We present a unique case of serious TWOS consequences. Our patient was unfortunate not only because she was pacemaker dependent, but also because she experienced TWOS during an episode of acute decompensated heart failure. The TWOS-induced bradycardia was clinically significant enough to cause an acute drop in her cardiac output and CI and eventually precipitated cardiogenic shock. Her CI normalized after abolition of the TWOS and restoration of an appropriate VP.
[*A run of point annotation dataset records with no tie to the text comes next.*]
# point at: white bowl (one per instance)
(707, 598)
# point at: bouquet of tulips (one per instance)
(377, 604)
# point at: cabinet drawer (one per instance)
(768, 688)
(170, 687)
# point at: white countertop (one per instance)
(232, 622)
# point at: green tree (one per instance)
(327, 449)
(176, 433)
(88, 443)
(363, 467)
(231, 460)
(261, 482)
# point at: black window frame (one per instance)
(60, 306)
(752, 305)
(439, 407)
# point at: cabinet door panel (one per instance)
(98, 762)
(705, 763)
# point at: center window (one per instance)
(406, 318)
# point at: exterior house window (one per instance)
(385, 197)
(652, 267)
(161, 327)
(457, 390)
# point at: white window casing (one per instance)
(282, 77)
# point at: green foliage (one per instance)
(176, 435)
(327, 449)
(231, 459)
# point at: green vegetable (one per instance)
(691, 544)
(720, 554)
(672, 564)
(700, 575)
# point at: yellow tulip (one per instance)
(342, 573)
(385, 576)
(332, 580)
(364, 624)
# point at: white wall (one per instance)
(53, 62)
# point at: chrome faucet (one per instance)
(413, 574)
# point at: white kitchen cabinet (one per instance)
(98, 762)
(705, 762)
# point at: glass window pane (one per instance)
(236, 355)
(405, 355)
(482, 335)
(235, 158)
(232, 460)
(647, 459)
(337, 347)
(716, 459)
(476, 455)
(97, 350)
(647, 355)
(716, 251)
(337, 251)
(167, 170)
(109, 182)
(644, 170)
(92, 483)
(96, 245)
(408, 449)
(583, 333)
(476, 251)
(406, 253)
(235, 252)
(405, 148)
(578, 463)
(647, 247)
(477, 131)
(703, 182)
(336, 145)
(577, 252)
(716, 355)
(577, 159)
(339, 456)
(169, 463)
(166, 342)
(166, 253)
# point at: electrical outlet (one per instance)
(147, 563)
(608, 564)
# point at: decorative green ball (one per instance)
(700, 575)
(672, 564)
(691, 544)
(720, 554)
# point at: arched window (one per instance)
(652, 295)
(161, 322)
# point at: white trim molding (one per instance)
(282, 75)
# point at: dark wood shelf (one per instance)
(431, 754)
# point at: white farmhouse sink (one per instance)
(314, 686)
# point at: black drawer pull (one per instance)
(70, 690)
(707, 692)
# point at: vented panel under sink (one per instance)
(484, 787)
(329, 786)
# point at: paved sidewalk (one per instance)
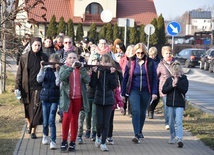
(154, 143)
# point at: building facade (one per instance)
(82, 11)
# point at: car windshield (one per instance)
(197, 52)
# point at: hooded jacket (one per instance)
(175, 94)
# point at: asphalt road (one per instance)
(201, 86)
(201, 89)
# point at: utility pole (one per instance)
(3, 51)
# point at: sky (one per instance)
(171, 9)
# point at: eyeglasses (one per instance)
(140, 53)
(67, 42)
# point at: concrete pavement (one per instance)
(154, 143)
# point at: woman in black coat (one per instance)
(176, 87)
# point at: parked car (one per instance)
(190, 57)
(206, 59)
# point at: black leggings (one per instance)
(103, 120)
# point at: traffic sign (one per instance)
(122, 22)
(149, 29)
(173, 28)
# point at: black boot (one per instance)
(151, 114)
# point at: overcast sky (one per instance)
(174, 8)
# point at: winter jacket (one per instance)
(64, 74)
(50, 85)
(48, 50)
(22, 76)
(104, 82)
(118, 100)
(174, 94)
(151, 76)
(163, 73)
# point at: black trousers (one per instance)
(154, 104)
(103, 120)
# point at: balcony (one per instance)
(91, 18)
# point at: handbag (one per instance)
(186, 101)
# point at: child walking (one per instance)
(176, 87)
(104, 81)
(74, 78)
(118, 103)
(49, 95)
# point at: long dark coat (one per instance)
(30, 99)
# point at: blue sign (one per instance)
(173, 28)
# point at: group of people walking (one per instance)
(91, 81)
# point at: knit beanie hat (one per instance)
(35, 39)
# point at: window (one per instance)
(93, 8)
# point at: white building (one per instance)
(199, 21)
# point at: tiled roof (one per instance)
(143, 11)
(58, 8)
(200, 14)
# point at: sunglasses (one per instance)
(140, 53)
(67, 42)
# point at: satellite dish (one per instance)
(106, 16)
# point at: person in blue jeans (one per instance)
(176, 87)
(163, 73)
(140, 82)
(49, 77)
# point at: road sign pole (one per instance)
(173, 44)
(125, 31)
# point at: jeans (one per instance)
(103, 120)
(81, 123)
(91, 117)
(139, 101)
(49, 116)
(176, 116)
(166, 111)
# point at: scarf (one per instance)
(69, 49)
(104, 51)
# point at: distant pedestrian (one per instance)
(25, 47)
(48, 47)
(73, 97)
(176, 87)
(49, 95)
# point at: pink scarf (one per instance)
(104, 51)
(69, 49)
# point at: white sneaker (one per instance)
(97, 141)
(45, 140)
(172, 140)
(103, 147)
(52, 145)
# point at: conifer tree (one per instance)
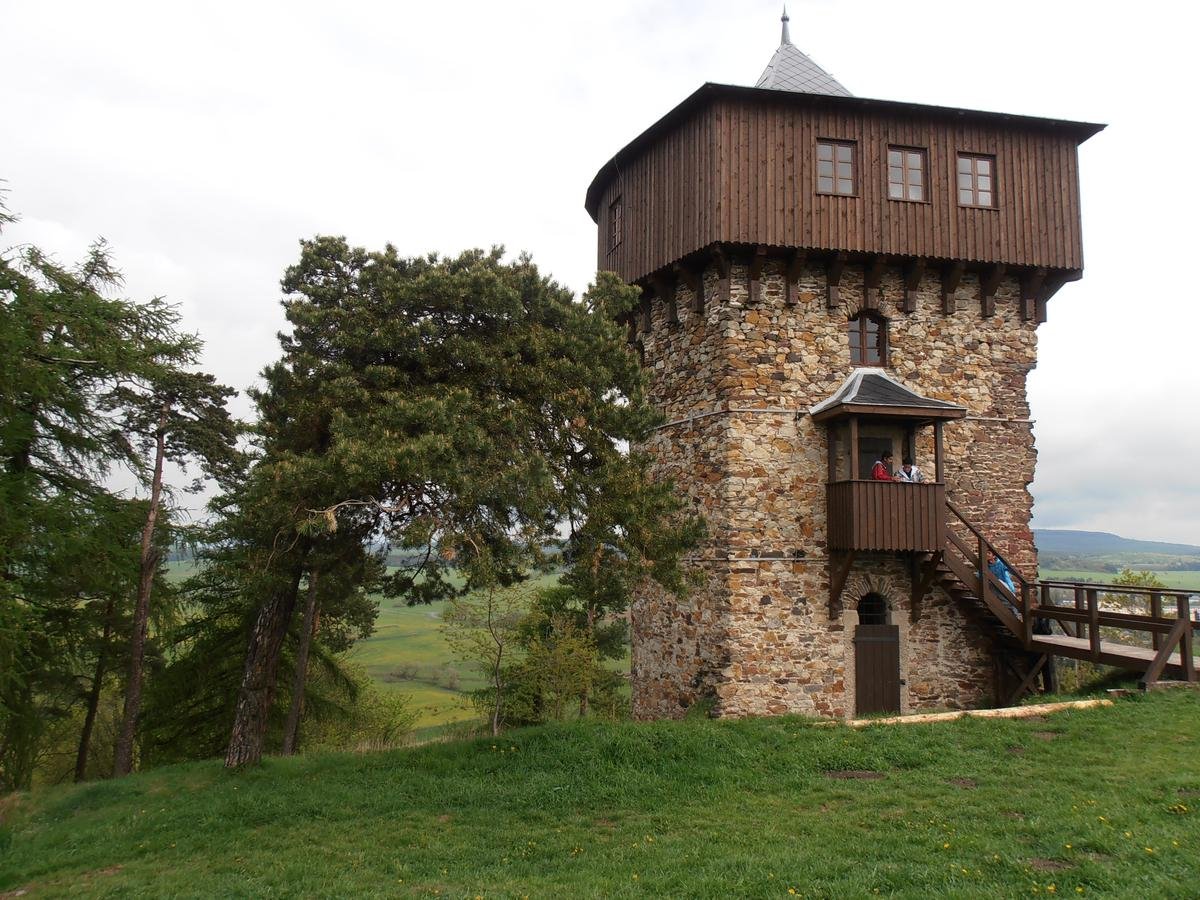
(449, 405)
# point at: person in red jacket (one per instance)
(882, 468)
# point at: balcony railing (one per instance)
(887, 516)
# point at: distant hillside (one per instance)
(1053, 540)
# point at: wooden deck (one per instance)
(1110, 653)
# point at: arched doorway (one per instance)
(876, 658)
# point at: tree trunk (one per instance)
(292, 730)
(97, 683)
(257, 693)
(124, 762)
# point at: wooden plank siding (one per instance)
(886, 516)
(738, 172)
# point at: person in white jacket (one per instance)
(910, 473)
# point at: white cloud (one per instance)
(204, 141)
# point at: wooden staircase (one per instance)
(1077, 630)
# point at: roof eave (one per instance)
(921, 414)
(707, 91)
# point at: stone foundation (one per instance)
(735, 384)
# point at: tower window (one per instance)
(906, 173)
(615, 225)
(977, 180)
(838, 167)
(873, 610)
(869, 340)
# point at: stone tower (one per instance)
(827, 279)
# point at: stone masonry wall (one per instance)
(735, 384)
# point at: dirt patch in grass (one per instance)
(1049, 865)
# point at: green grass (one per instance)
(411, 637)
(1181, 580)
(1101, 802)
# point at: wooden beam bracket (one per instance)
(791, 275)
(838, 576)
(834, 269)
(724, 264)
(1031, 287)
(952, 276)
(988, 283)
(695, 282)
(1049, 288)
(912, 276)
(873, 274)
(665, 287)
(757, 261)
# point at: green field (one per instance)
(408, 654)
(1097, 802)
(1182, 580)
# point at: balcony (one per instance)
(886, 516)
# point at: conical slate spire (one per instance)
(792, 71)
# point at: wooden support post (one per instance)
(695, 282)
(912, 276)
(723, 263)
(834, 268)
(665, 287)
(1026, 616)
(1093, 623)
(853, 448)
(873, 274)
(988, 283)
(1027, 681)
(939, 474)
(1175, 636)
(952, 276)
(929, 575)
(1050, 286)
(838, 576)
(1031, 286)
(832, 453)
(757, 261)
(1187, 661)
(791, 275)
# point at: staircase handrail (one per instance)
(989, 585)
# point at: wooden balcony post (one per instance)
(984, 581)
(1093, 622)
(939, 475)
(1187, 661)
(1156, 611)
(853, 448)
(1026, 618)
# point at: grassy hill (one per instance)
(1081, 803)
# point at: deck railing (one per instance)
(887, 516)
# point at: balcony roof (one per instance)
(873, 391)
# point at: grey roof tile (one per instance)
(874, 387)
(790, 70)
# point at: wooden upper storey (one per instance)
(739, 166)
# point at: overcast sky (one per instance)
(203, 141)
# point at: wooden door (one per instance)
(876, 669)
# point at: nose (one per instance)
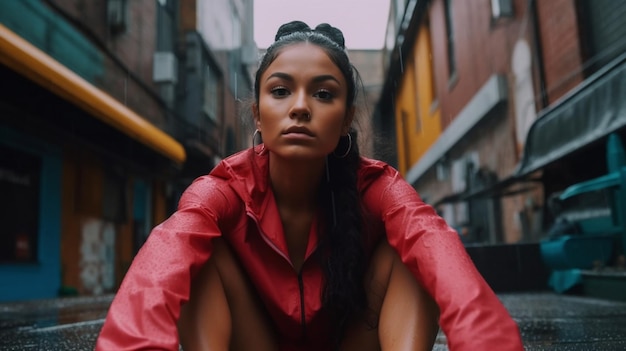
(300, 108)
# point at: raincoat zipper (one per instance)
(300, 281)
(302, 315)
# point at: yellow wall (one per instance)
(418, 118)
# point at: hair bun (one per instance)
(291, 27)
(332, 33)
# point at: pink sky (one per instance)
(362, 22)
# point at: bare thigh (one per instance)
(223, 312)
(401, 314)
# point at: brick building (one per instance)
(109, 108)
(484, 98)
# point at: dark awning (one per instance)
(594, 109)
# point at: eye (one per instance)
(324, 94)
(279, 91)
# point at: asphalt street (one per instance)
(547, 321)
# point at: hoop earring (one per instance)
(347, 149)
(254, 138)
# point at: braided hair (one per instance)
(342, 242)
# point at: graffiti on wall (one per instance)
(97, 270)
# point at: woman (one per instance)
(299, 243)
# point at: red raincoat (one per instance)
(235, 201)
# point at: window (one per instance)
(450, 32)
(211, 93)
(20, 175)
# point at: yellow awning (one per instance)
(26, 59)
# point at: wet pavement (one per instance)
(548, 322)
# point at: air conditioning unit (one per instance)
(501, 8)
(165, 67)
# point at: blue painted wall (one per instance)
(42, 278)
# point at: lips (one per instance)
(298, 130)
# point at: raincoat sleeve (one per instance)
(145, 310)
(472, 317)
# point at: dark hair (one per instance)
(342, 242)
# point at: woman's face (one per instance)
(301, 110)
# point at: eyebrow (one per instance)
(317, 79)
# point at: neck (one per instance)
(296, 183)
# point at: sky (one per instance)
(362, 22)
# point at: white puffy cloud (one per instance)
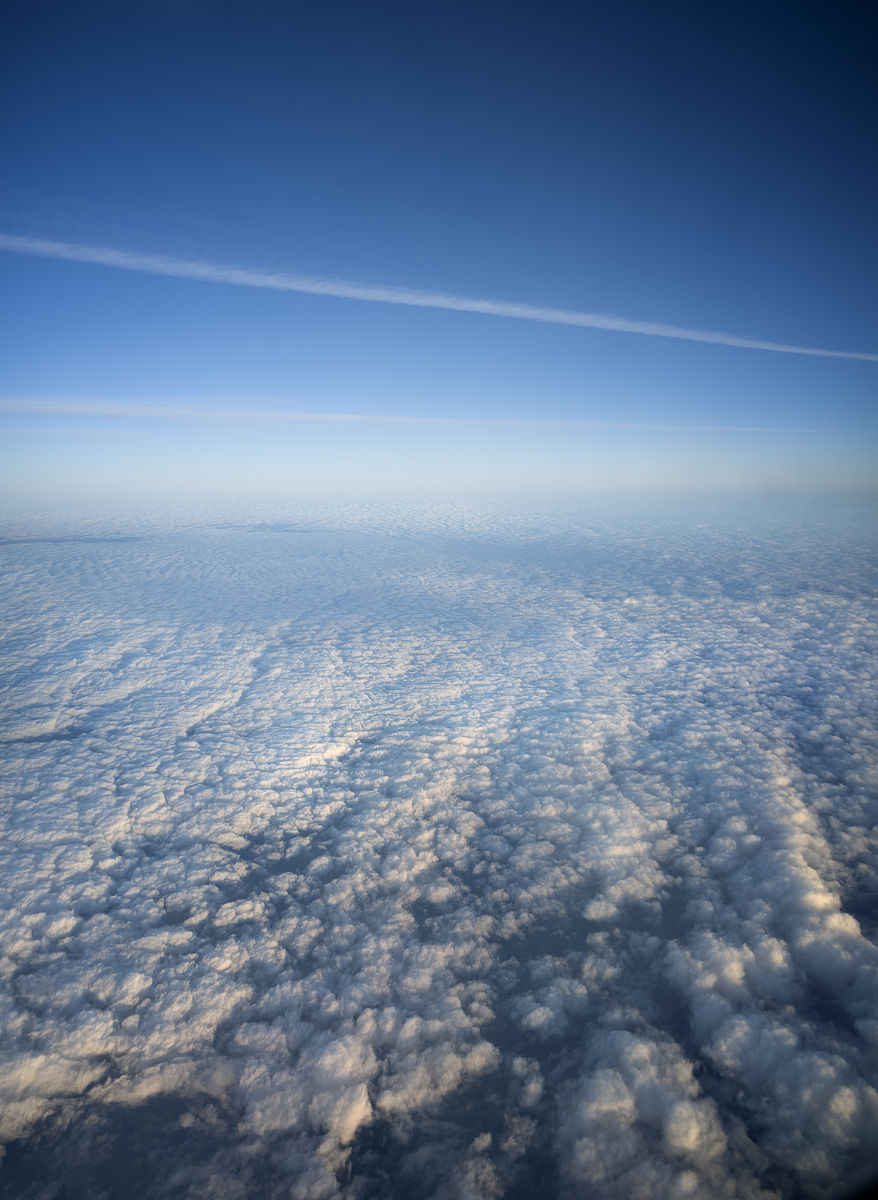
(382, 851)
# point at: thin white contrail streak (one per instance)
(212, 412)
(211, 273)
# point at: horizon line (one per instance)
(377, 293)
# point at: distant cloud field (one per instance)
(441, 852)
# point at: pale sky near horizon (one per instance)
(203, 204)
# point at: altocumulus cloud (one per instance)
(452, 853)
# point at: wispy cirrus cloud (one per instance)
(209, 411)
(377, 293)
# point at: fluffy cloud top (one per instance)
(457, 853)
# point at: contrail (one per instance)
(193, 411)
(377, 293)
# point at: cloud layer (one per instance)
(281, 281)
(440, 852)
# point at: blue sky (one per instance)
(704, 167)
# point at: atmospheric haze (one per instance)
(441, 851)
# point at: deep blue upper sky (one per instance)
(709, 166)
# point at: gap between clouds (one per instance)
(281, 281)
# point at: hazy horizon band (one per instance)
(344, 289)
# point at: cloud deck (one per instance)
(463, 853)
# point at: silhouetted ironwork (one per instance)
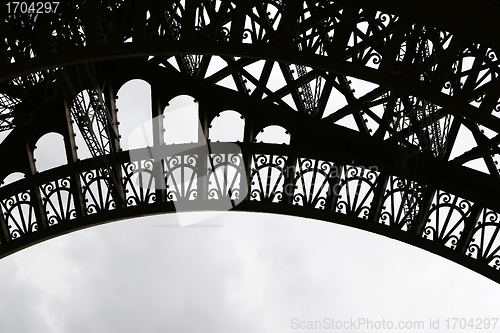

Treating patients with TWOS is usually not complicated; however, it can be challenging in some cases, especially when the diagnosis is missed. Generally, addressing any reversible cause of TWOS, such as correcting electrolyte imbalance, myocardial ischemia, or lead dislodgement, should be considered. Several device programming adjustments can be performed to eliminate TWOS, such as increasing the ventricular lead sensitivity, increasing the post–ventricular pacing blanking period, or changing the lead sensing configuration from true bipolar to integrated bipolar or vice versa. In some challenging cases, refractory TWOS was abolished only by changing the generator for a new one that uses a different sensing algorithm.9,10 In our case, we were able to eliminate TWOS by increasing the programmed lead sensitivity, which resulted in appropriate VP. She tolerated this adjustment without further inhibition of ventricular pacing.
Conclusion
TWOS can result in a variety of deleterious outcomes, including inappropriate VP inhibition and resultant bradycardia. This phenomenon can result in serious outcomes, especially in high-risk patients with heart failure who are pacemaker dependent. We reported a case of TWOS-induced bradycardia that was significant enough to precipitate cardiogenic shock. Abolishing TWOS resulted in a dramatic improvement of the patient’s hemodynamics.
Acknowledgments
Funding Sources
This research did not receive any specific grant from funding agencies in the public, commercial, or not-for-profit sectors.
Disclosures
No conflict of interest for all authors.